As best practice, most ESP’s will check the data prior to allowing the use of lists. Always ask for a health check for your data as step one in ensuring there is no data that will be caught out by spam traps or automatically trigger a spam trap.

We need to get back to the beginning when looking at the solutions. What we recommend should be cross checked to avoid finding “your company” or “yourself in a meeting” in the unenviable positioning of explaining why your results are poor and not positively meeting your acquisition or engagement targets.

Have you checked the following?

  1. Have you branded  the ‘From’ name

As best practice I’d suggest putting your brand name as a welcoming known name your audience trusts, this will quickly identify your presence in the recipient’s inbox, be it B2B or B2C, and will influence engagement with your email.

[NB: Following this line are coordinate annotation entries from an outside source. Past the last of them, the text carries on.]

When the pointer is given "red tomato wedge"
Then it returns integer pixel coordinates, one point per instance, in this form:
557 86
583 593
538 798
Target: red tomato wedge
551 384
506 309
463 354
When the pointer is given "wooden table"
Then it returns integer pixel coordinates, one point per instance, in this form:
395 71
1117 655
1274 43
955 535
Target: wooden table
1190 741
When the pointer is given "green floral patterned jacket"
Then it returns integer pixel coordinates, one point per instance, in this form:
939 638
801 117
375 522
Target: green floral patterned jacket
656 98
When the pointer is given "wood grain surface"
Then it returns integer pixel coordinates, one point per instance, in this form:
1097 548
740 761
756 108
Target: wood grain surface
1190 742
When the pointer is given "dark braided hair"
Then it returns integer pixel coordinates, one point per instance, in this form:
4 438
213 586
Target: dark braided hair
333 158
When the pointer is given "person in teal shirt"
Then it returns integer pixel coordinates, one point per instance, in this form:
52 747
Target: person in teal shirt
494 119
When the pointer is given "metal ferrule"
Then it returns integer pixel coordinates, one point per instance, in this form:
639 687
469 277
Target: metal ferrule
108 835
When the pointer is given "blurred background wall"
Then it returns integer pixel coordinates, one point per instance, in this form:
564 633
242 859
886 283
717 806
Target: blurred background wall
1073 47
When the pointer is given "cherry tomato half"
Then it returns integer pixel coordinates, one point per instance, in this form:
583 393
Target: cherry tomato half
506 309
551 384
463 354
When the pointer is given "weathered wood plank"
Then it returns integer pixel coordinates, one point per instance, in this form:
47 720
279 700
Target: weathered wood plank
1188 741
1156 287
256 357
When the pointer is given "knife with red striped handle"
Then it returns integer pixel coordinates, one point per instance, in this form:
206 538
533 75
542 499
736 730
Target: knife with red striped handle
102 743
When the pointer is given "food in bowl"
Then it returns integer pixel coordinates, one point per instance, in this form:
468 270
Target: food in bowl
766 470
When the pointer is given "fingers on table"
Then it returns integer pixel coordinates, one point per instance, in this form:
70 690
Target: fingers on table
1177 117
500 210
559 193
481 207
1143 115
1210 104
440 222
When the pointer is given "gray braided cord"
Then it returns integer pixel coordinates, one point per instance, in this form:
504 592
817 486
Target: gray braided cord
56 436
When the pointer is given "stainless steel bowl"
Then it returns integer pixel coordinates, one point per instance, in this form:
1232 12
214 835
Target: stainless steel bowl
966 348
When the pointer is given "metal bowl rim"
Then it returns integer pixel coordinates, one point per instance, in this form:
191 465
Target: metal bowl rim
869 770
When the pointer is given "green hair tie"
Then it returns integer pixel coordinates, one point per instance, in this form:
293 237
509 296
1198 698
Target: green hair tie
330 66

As you jostle for opens, you need to give your emails as much credibility even before they get to that winning subject line.

  1. Have you routinely checked if you are Blacklisted?

It is advisable that you check if you have been blacklisted if you notice your open rate is dropping off the cliff. I would go as far as to check your status routinely. There are a number of tools for this purpose: a quick google search for “Domain Reputation Check” is a good place to start. If indeed you have been blacklisted it is not the end of your email marketing career, you can be de-listed and be given another chance to redeem yourself.

  1. Ramp up plan

When using a new IP address we advise you slowly control the number of people you email in the initial stage. A good strategy is to start with my most actively engaged segment and build a credible reputation. Off the back of that increase the number of recipients subsequent emails will be sent to.

Best practice would be to segment your data and work foremost with your engaged marketplace to build your reputation, then later send to those you will reengage with after your reputation has been firmly established and recognised.

  1. Consistency

Consistency is key to establishing good relations with ISPs. Send your emails at regular intervals be it weekly/specific day of the week rather than a machine gun approach which will draw unnecessary attention from various spam filters and ISPs

As I’m sure you have realised, KISS (Keep It Simple Silly) is the most advisable way to get off to a cracking start and improve the health of your inbox placement.